The limitation applicable to activities not engaged in for profit is that deductions related to such activities are limited to the amount of income derived from the activity. In other words, taxpayers cannot use losses from activities not engaged in for profit to offset other sources of income. Any excess losses can be carried forward to future years to offset future income from that activity, but cannot create an overall loss.

(2018) (0.5 minutes) Free donuts every Friday at work provided by TP's employer (value per year is $250).

The tax treatment of the free donuts provided to TP by their employer is as follows: The value of the donuts is considered taxable compensation income to TP under IRC §61. Food and beverages provided to employees are specifically listed as taxable fringe benefits under IRC §132. The $250 annual value of the donuts would be included in TP's gross income and subject to income and payroll taxes. However, TP's employer can exclude the value from income under IRC §132(e) if it is considered a de minimis fringe benefit. De minimis fringe benefits are those with a low value, taking into account the frequency provided. $250 annually likely qualifies. If considered de minimis, TP would not have to include the value of the donuts in income. The employer can still deduct the cost. In summary, free food is generally taxable compensation, but snacks of low value provided infrequently may qualify as excludable de minimis fringe benefits. The $250 annual value of donuts likely qualifies for exclusion.

(2016) (2 minutes) The §163(h)(3) limitations on mortgage interest deductions apply on a per-taxpayer basis, not a per-residence basis. Some key points: §163(h)(3) allows an itemized deduction for qualified residence interest paid on a taxpayer's principal residence and one other residence of the taxpayer. The IRS has clarified that this deduction is applied on a per-taxpayer basis, not based on the number of residences. So for unmarried co-owners of a principal residence, each person is entitled to deduct the amount of qualified residence interest they individually paid, up to the §163(h)(3) limits. The limits apply individually to each co-owner, not to the total mortgage interest paid on the residence. So if two unmarried co-owners paid $10,000 each in mortgage interest, they could each deduct up to $10,000 on their own tax return, even though the total interest paid on the residence was $20,000. In summary, the §163(h)(3) deduction limits are applied on a per-taxpayer basis, even for co-owners of a residence. Each co-owner is entitled to a deduction based on the interest they paid. The total mortgage interest paid on the residence itself does not determine the deduction limits.
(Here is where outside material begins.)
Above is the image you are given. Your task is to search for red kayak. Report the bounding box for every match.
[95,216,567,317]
The §163(h)(3) limitations on mortgage interest deductions apply on a per-taxpayer basis, not a per-residence basis. Some key points: §163(h)(3) allows an itemized deduction for qualified residence interest paid on a taxpayer's principal residence and one other residence of the taxpayer. The IRS has clarified that this deduction is applied on a per-taxpayer basis, not based on the number of residences. So for unmarried co-owners of a principal residence, each person is entitled to deduct the amount of qualified residence interest they individually paid, up to the §163(h)(3) limits. The limits apply individually to each co-owner, not to the total mortgage interest paid on the residence. So if two unmarried co-owners paid $10,000 each in mortgage interest, they could each deduct up to $10,000 on their own tax return, even though the total interest paid on the residence was $20,000. In summary, the §163(h)(3) deduction limits are applied on a per-taxpayer basis, even for co-owners of a residence. Each co-owner is entitled to a deduction based on the interest they paid. The total mortgage interest paid on the residence itself does not determine the deduction limits.

(2021) (3 minutes) Describe in general terms the holdings of the Tax Court decisions interpreting the "reasonable cause" exceptions found in §6651(a)(1) and §6664(c)(1) with respect to taxpayer reliance on the advice of a tax professional.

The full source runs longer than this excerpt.